Wednesday, April 17, 2013
Press Release: Carnegie Mellon School of Drama Presents Modern-Day "Romeo & Juliet," April 27 - May 4
Contacts: Dennis Schebetta / 412-268-2068 / firstname.lastname@example.org
Pam Wigley / 412-268-1047 / email@example.com
PITTSBURGH—The Carnegie Mellon University School of Drama will present William Shakespeare's "Romeo & Juliet" in the Philip Chosky Theater of the Purnell Center for the Arts on CMU's Pittsburgh campus. All shows begin at 8 p.m. with additional 2 p.m. matinees on April 27 and May 4.
This production of the classic play is geared toward a young audience. Directed by Don Wadsworth, professor of voice and speech in the School of Drama, Shakespeare's most-beloved romantic tragedy comes to life in a brutally modern American setting amidst civil unrest and street brawls. Despite the violence, two star-crossed lovers find sanctuary in each other while an ancient family feud broils around them.
"It's a timeless story, really," Wadsworth said. "Love, loyalty and sensuality have been part of our lives forever. Our take on this 400-year-old love story will surprise even the most rabid Romeo and Juliet fans. The other point that sets this production apart is our use of 30 actors in the company, and we use them all to build the contemporary setting of this show."
During the past decade, others have approached the play with a modern take, including The Royal Shakespeare Company and Baz Luhrmann, director of the 1996 film starring Leonardo DiCaprio and Claire Danes. CMU's production places its characters in both a gritty urban setting and an idyllic suburban neighborhood, with fight scenes (choreographed by Randy Kovitz, an alumnus and professional choreographer) that realistically depict the battles many teens face today in their communities and at school.

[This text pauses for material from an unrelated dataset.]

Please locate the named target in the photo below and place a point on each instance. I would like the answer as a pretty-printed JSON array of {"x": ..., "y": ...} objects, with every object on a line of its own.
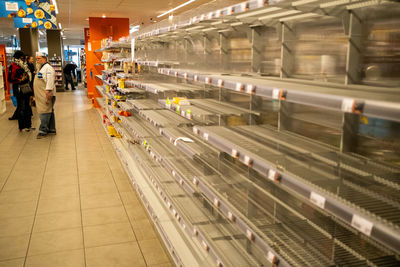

Music and video production also lend a "hipper vibe" to this show than one might normally expect, Wadsworth said. He hopes the younger demographic will come out to see the tale of teen angst and realize there is a classic piece of literature that can be translated to today's society.
Helping to spread the word among teenagers and in keeping with the School of Drama's commitment to community outreach, Carnegie Mellon will continue its tradition of offering a free matinee performance for high school students at 10 a.m., Friday, May 3. Following the show, the students are encouraged to stay for a post-performance discussion to ask questions of the production team, including the cast of graduating students in CMU's internationally renowned Acting/Music Theatre program. About 300 students from eight local high schools are expected to attend.
Pictured above are seniors Grace Rao and Adam Hagenbuch, who portray star-crossed lovers in modern times in Carnegie Mellon School of Drama's "Romeo & Juliet."